4.7 Conclusion du chapitre

Dans l’ensemble, les acteurs avec qui nous nous sommes entretenus semblent être en phase à la fois avec le cadre théorique du RTE, les limites du modèle économique dominant, et les manières d’y remédier. En outre, l’analyse des entretiens montre que des synergies entre le RTE et l’ESS existent bel et bien. Par exemple, pour revenir à nos hypothèses, l’intérêt collectif, le principe de lucrativité limitée, ou la gouvernance collaborative, sont tous des éléments appréciés et mis en lumière, tant par les acteurs de l’ESS que du RTE. L’ancrage territorial a en revanche été moins discuté, et les principes de durabilité en pratique demandent encore, a priori, d’être mis en œuvre plus largement. La marginalité des acteurs de l’ESS vaudoise

76 https://blogs.letemps.ch/philippe-le-be/2019/02/19/sophie-swaton-face-aux-effondrements-zoein-offre-des-cles-pour-un-vivre-autrement/

constitue également une limite non négligeable de l’ESS. L’hypothèse 1 est par conséquent partiellement vérifiée.
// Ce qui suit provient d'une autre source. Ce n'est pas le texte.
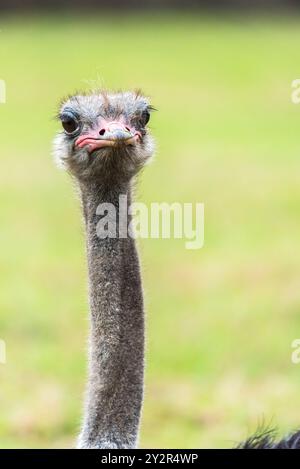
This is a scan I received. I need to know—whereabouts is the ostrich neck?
[79,180,144,448]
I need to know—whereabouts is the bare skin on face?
[55,92,153,449]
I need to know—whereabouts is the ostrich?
[54,91,300,449]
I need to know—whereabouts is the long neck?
[78,180,144,448]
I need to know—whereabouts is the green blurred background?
[0,12,300,448]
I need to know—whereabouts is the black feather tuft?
[237,428,300,449]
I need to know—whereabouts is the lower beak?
[75,126,141,153]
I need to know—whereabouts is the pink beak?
[75,119,141,153]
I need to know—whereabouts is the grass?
[0,14,300,448]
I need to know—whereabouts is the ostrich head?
[54,92,154,183]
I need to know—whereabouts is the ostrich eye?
[142,109,150,126]
[61,114,80,135]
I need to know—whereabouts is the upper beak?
[75,122,141,152]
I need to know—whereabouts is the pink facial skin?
[75,117,142,153]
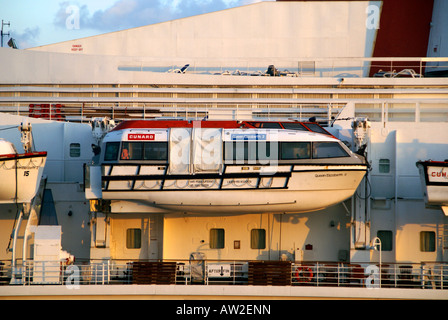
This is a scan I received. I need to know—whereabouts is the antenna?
[0,20,11,48]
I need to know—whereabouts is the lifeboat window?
[248,122,282,129]
[379,159,390,173]
[281,142,311,160]
[313,142,349,159]
[250,229,266,249]
[261,122,282,129]
[376,230,393,251]
[104,142,120,161]
[224,141,278,161]
[282,122,308,131]
[210,229,225,249]
[305,123,330,135]
[120,142,168,160]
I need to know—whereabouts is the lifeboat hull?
[0,152,47,203]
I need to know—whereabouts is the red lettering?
[128,133,155,140]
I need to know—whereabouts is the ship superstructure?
[0,1,448,299]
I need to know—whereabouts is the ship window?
[104,142,120,161]
[282,122,308,131]
[420,231,436,252]
[120,142,168,160]
[126,229,142,249]
[250,229,266,249]
[210,229,225,249]
[281,142,311,160]
[70,143,81,158]
[313,142,349,159]
[376,230,393,251]
[379,159,390,173]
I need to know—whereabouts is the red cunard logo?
[128,133,155,140]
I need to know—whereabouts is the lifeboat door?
[168,127,223,174]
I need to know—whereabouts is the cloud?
[53,0,270,32]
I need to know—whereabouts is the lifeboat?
[85,120,367,213]
[0,139,47,203]
[416,160,448,216]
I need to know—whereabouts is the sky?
[0,0,274,49]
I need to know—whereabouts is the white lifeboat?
[86,120,367,214]
[0,139,47,203]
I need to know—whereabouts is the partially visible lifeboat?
[86,120,367,214]
[416,160,448,216]
[0,139,47,203]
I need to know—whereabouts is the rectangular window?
[282,122,308,131]
[281,142,311,160]
[379,159,390,173]
[305,123,330,135]
[250,229,266,249]
[126,229,142,249]
[104,142,120,161]
[376,230,393,251]
[70,143,81,158]
[224,141,278,163]
[210,229,225,249]
[313,142,349,159]
[420,231,436,252]
[144,142,168,160]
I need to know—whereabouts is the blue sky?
[0,0,273,49]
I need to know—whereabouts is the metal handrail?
[0,259,448,290]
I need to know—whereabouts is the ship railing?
[0,99,448,124]
[0,259,448,290]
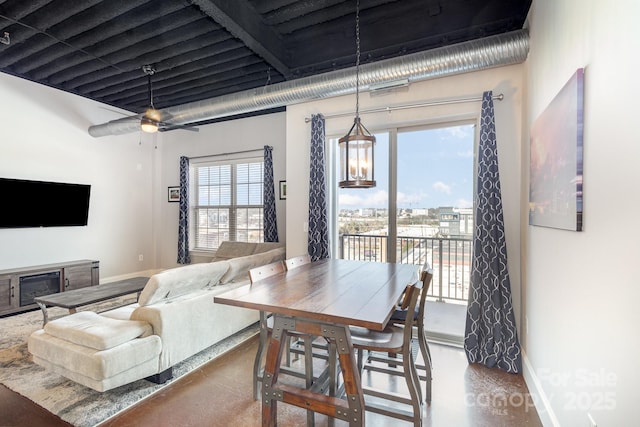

Réciproquement, le RTE est perçu positivement par les acteurs de l’ESS. Ses trois volets constitutifs semblent convaincre, pas l’un plus que l’autre, mais plutôt dans la globalité qu’ils représentent. Les acteurs trouvent la liaison entre le social et l’écologie infrangible, et précisent bien qu’un unique volet financier, comme le propose le RBI par exemple, est insuffisant pour faire face aux enjeux contemporains. L’accompagnement monétaire et immatériel, tout comme l’aspect communautaire et collectif autour de la transition, sont des éléments qui pourraient contribuer au développement de l’ESS et à l’accélération de la transition. Le RTE serait par ailleurs un moyen de parvenir à la reconnaissance institutionnelle dont APRÈS-VD est à la recherche. Sous réserve d’études empiriques – uniquement réalisables une fois le pilote démarré –, l’hypothèse 2 est dès lors validée.

Enfin, dans une optique purement opérationnelle et stratégique, l’analyse indique qu’une mise en commun des forces entre RTE et ESS serait la bienvenue, aussi bien dans le canton de Vaud que dans le canton de Genève ; des synergies significatives peuvent être réalisées en coopérant. Tant pour le dispositif du RTE que pour le mouvement de l’ESS romande, cette collaboration serait vraisemblablement bénéfique.